BDI-Kit supports multiple value matching strategies, including textual similarity, embedding-based methods, and numeric transformations.
Match Assessment
BDI-Kit also provides tools to assess and explain matches. These explanations help users understand why a match was proposed and identify potentially incorrect mappings before applying transformations.
Harmonization Specification
The result of the harmonization process is:
A harmonized dataset
A harmonization specification
The harmonization specification stores the transformations and mappings used during harmonization, making the process transparent and reproducible. Specifications can also be reused on new datasets with similar schemas, reducing the need to repeat the same harmonization steps.
Interaction Options
BDI-Kit supports two ways of interacting with the system.
Python API: Users can directly call harmonization functions from Python and integrate them into data pipelines and notebooks.

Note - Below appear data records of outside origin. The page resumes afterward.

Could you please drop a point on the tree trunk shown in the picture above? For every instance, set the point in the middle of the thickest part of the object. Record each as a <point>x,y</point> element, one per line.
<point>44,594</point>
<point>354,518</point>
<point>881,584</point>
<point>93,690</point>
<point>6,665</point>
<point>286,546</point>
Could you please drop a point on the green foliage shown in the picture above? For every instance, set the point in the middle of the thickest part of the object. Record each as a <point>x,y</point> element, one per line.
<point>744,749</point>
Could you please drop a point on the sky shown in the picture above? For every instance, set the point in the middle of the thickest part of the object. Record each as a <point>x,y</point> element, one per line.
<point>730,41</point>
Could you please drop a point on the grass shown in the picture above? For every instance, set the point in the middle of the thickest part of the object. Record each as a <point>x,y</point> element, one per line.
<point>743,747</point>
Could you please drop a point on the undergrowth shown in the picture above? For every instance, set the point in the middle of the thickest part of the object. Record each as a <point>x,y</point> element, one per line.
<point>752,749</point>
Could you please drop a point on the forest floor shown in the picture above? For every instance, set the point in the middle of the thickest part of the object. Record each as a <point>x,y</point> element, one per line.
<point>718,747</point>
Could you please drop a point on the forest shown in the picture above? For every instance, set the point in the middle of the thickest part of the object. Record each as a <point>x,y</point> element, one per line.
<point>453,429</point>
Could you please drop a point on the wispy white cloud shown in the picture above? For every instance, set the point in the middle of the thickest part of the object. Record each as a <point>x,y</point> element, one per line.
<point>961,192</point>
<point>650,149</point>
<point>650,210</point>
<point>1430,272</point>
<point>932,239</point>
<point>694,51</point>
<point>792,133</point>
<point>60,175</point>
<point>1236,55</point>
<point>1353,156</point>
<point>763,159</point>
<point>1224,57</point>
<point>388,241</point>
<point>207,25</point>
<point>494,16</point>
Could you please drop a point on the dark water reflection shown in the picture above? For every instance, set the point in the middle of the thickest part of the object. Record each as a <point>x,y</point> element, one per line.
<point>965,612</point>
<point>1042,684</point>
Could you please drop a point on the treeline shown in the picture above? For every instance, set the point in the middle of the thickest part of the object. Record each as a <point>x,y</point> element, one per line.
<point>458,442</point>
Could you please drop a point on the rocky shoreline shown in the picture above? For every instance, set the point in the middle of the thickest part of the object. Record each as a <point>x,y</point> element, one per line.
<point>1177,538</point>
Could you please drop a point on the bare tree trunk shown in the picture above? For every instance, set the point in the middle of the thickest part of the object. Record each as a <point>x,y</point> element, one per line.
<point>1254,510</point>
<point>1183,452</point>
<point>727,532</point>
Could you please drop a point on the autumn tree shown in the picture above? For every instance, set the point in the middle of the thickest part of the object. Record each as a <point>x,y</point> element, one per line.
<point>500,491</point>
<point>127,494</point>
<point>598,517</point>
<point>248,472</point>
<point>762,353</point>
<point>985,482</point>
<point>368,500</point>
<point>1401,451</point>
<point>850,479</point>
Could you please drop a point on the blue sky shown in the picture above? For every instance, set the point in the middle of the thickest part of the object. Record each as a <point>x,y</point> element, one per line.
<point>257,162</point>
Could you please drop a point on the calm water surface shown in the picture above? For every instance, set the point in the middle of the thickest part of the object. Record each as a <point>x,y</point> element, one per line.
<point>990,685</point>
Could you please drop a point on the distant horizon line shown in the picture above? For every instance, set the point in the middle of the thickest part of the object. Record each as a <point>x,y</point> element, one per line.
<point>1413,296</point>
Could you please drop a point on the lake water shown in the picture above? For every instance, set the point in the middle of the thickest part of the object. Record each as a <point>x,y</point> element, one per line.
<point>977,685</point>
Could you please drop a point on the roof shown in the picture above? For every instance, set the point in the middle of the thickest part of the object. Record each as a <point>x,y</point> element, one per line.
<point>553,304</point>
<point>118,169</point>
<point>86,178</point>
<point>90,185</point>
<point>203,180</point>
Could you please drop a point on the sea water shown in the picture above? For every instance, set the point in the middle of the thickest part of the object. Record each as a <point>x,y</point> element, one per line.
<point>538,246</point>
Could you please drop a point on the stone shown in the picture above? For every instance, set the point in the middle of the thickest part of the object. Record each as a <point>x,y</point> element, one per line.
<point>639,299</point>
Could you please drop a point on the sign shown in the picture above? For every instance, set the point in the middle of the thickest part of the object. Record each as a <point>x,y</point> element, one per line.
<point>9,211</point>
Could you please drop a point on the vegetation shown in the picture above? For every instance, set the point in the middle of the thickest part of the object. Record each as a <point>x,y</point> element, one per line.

AI-Assisted Interface: In this mode, AI assistants can help orchestrate harmonization tasks using natural language while users remain in control of accepting or refining suggestions.
Extensibility
BDI-Kit is designed to be extensible. Developers can:
Add new schema matching algorithms
Add new value matching methods
Support additional data models
Integrate BDI-Kit into external AI systems and workflows
This modular design allows the toolkit to evolve alongside new harmonization methods and domain requirements.